Which technique is suitable for future load forecasting?
Regression is the one of most widely used sta- tistical techniques. For electric load forecasting regression methods are usually used to model the relationship of load consumption and other factors such as weather, day type, and customer class.
What is the method of load forecasting?
Generally, load-forecasting methods can be classified into two broad categories: parametric methods and artificial intelligence–based methods. The artificial intelligence methods are further classified into neural network–based methods and fuzzy logic–based methods.
How is load forecasting done?
Load forecasting minimizes utility risk by predicting future consumption of commodities transmitted or delivered by the utility. Techniques include price elasticity, weather and demand response/load analysis, and renewable generation predictive modeling.
How is forecasting improved with machine learning techniques?
Using simple intuition, expert opinions, or using of past results to compare with traditional statistical and time series techniques are just a few.

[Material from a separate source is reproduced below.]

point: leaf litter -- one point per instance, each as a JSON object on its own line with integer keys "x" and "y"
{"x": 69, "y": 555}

Forecasting accuracy is constantly being improved with the continual introduction of newer data science and machine learning techniques.
How are statistical methods and machine learning methods evaluated?

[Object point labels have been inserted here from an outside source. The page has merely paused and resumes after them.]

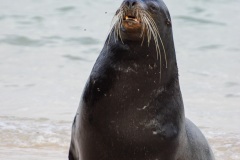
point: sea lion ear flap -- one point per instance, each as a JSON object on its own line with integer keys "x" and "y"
{"x": 117, "y": 11}
{"x": 168, "y": 22}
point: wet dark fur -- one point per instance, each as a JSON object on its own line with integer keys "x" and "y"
{"x": 128, "y": 113}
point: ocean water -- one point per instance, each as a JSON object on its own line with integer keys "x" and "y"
{"x": 48, "y": 48}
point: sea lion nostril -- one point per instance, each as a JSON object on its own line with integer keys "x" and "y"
{"x": 131, "y": 3}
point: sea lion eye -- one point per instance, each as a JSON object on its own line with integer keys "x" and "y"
{"x": 117, "y": 11}
{"x": 153, "y": 6}
{"x": 168, "y": 22}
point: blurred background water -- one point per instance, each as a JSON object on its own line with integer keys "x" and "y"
{"x": 48, "y": 48}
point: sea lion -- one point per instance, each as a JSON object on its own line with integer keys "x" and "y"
{"x": 131, "y": 107}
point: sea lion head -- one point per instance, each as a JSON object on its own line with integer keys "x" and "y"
{"x": 137, "y": 20}
{"x": 147, "y": 23}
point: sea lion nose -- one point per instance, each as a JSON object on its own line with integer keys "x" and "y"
{"x": 130, "y": 3}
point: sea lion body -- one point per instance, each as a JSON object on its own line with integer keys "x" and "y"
{"x": 131, "y": 107}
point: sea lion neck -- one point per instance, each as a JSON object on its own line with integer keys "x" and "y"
{"x": 133, "y": 52}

The methods are evaluated for short-term forecasting horizons, often one-step-ahead, not considering medium and long-term ones. No benchmarks are used to compare the accuracy of ML methods versus alternative ones. The objective of ML methods is the same as that of statistical ones.
Can you use machine learning to beat time series?
Yes, it can. There is a range of studies that compare machine learning techniques to more classical statistical techniques for time series data. Neural networks is one technique that has been researched quite extensively, and has often been shown to beat time series approaches.
How are machine learning techniques used in data mining?
Neural networks is one technique that has been researched quite extensively, and has often been shown to beat time series approaches. Machine learning techniques also appear in time series-based data mining and data science competitions.